Les événements des trois dernières semaines soulignent que la démocratie bourgeoise s’effondre au Canada, comme dans tous les États impérialistes historiquement privilégiés, sous la pression d’une inégalité sociale toujours plus profonde, d’une opposition populaire croissante et de l’escalade des tensions géopolitiques mondiales. L’élite dirigeante se tourne de plus en plus vers des formes de gouvernement ouvertement autoritaires et fait appel à des forces d’extrême droite et carrément fascistes comme troupes de choc contre la classe ouvrière.

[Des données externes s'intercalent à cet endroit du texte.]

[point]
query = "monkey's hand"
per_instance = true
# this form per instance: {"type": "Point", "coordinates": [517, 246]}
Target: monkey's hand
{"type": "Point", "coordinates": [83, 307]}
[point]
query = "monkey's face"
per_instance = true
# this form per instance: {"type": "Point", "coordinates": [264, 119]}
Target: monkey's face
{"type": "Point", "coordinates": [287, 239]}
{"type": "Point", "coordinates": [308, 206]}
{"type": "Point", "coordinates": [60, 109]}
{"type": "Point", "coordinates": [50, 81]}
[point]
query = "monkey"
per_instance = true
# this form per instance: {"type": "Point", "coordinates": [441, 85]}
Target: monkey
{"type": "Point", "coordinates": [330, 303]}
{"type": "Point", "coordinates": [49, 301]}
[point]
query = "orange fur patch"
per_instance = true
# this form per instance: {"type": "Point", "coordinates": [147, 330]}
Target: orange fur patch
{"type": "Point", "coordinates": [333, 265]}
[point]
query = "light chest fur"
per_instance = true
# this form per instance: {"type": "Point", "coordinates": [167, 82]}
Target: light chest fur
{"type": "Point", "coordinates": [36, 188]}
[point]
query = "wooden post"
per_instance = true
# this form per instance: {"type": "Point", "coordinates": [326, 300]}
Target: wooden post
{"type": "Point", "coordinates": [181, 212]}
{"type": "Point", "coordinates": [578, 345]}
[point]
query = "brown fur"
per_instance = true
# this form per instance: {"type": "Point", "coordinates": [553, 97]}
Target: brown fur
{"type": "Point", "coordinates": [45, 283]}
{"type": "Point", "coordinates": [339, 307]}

La seule issue progressiste passe par la mobilisation politique de la classe ouvrière de façon indépendante. Comme l’a écrit le Parti de l’égalité socialiste dans sa déclaration, «Les travailleurs canadiens ont besoin d’un programme socialiste pour vaincre la menace de la violence politique d’extrême droite, mettre fin à la pandémie et s’opposer à la guerre»:

La lutte pour un programme socialiste et internationaliste au Canada nécessite une lutte sans relâche pour l’indépendance politique et organisationnelle de la classe ouvrière vis-à-vis du NPD pro-austérité et pro-guerre et des syndicats pro-capitalistes. L’affirmation selon laquelle les travailleurs doivent soutenir les partis «progressistes», c’est-à-dire les libéraux ou le NPD, pour arrêter les conservateurs de droite, a été utilisée pendant des décennies pour empêcher les travailleurs de prendre la voie de la lutte politique indépendante. Les événements de la semaine dernière ont démontré que si l’alliance libérale/néo-démocrate/syndicale reste incontestée et donc capable d’étouffer l’opposition de la classe ouvrière, cela ne fera que renforcer la réaction et ouvrir la voie à l’extrême droite pour exploiter la crise sociale qui s’aggrave afin de mobiliser le soutien des sections les plus arriérées de la classe moyenne.